La duchesse sonna. Ses femmes étaient toujours occupées à faire des malles; la voiture était avancée sous le portique et on la chargeait; tous les domestiques qui n’avaient pas de travail à faire entouraient cette voiture, les larmes aux yeux. La Chékina, qui dans les grandes occasions entrait seule chez la duchesse, lui apprit tous ces détails.

– Fais-les monter, dit la duchesse.

Un instant après elle passa dans la salle d’attente.

– On m’a promis, leur dit-elle, que la sentence contre mon neveu ne serait pas signée par le souverain (c’est ainsi qu’on parle en Italie); je suspens mon départ; nous verrons si mes ennemis auront le crédit de faire changer cette résolution.

Après un petit silence, les domestiques se mirent à crier: «Vive Madame la duchesse!» et applaudirent avec fureur. La duchesse, qui était déjà dans la pièce voisine, reparut comme une actrice applaudie, fit une petite révérence pleine de grâce à ses gens et leur dit:

– Mes amis, je vous remercie.

Si elle eût dit un mot, tous, en ce moment, eussent marché contre le palais pour l’attaquer. Elle fit un signe à un postillon, ancien contrebandier et homme dévoué, qui la suivit.

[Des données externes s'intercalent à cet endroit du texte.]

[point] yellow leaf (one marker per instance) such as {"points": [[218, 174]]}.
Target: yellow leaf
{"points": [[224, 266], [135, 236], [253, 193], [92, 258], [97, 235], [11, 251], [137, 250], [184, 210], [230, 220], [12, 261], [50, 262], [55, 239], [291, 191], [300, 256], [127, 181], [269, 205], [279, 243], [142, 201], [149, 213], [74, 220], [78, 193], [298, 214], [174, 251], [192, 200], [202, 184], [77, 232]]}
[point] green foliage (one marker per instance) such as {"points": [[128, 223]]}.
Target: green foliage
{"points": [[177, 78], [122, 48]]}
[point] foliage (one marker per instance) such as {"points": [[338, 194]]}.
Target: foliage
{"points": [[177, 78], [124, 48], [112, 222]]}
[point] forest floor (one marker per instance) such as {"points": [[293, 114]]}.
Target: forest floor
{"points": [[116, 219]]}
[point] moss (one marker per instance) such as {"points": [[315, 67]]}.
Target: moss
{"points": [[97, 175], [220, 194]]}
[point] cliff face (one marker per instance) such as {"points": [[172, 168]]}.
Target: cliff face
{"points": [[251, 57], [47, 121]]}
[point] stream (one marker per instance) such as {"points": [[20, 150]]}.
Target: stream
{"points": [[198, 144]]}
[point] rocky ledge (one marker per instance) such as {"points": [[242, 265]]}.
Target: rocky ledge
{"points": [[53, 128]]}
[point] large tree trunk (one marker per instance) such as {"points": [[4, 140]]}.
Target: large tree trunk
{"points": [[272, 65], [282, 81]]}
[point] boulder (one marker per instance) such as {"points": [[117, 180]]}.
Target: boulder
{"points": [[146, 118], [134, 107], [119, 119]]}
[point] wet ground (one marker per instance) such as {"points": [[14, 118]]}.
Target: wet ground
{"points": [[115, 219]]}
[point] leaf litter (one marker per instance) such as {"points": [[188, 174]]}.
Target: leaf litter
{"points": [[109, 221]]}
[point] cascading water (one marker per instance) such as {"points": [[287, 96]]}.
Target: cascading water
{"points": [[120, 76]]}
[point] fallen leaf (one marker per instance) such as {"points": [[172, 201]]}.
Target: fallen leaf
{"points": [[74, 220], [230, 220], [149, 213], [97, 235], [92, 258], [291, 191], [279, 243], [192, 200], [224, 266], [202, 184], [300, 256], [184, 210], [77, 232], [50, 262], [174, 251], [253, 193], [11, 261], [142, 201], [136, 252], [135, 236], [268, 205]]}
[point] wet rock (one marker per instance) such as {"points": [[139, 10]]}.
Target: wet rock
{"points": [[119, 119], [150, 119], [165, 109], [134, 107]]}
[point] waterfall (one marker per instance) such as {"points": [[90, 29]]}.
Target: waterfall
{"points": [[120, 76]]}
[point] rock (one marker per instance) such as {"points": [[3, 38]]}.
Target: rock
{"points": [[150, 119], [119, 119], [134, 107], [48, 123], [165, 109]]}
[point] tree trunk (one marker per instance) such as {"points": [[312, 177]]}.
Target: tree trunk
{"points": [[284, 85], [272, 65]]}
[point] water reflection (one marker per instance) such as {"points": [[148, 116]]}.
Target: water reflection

– Tu vas t’habiller en paysan aisé, tu sortiras de Parme comme tu pourras, tu loueras une sediola et tu iras aussi vite que possible à Bologne. Tu entreras à Bologne en promeneur et par la porte de Florence, et tu remettras à Fabrice, qui est au Pelegrino, un paquet que Chékina va te donner. Fabrice se cache et s’appelle là-bas M. Joseph Bossi; ne va pas le trahir par étourderie, n’aie pas l’air de le connaître; mes ennemis mettront peut-être des espions à tes trousses. Fabrice te renverra ici au bout de quelques heures ou de quelques jours: c’est surtout en revenant qu’il faut redoubler de précautions pour ne pas le trahir.

– Ah! les gens de la marquise Raversi! s’écria le postillon; nous les attendons, et si Madame voulait ils seraient bientôt exterminés.

– Un jour peut-être! mais gardez-vous sur votre tête de rien faire sans mon ordre.

C’était la copie du billet du prince que la duchesse voulait envoyer à Fabrice; elle ne put résister au plaisir de l’amuser, et ajouta un mot sur la scène qui avait amené le billet; ce mot devint une lettre de dix pages. Elle fit rappeler le postillon.

– Tu ne peux partir, lui dit-elle, qu’à quatre heures, à porte ouvrante.

– Je comptais passer par le grand égout, j’aurais de l’eau jusqu’au menton, mais je passerais.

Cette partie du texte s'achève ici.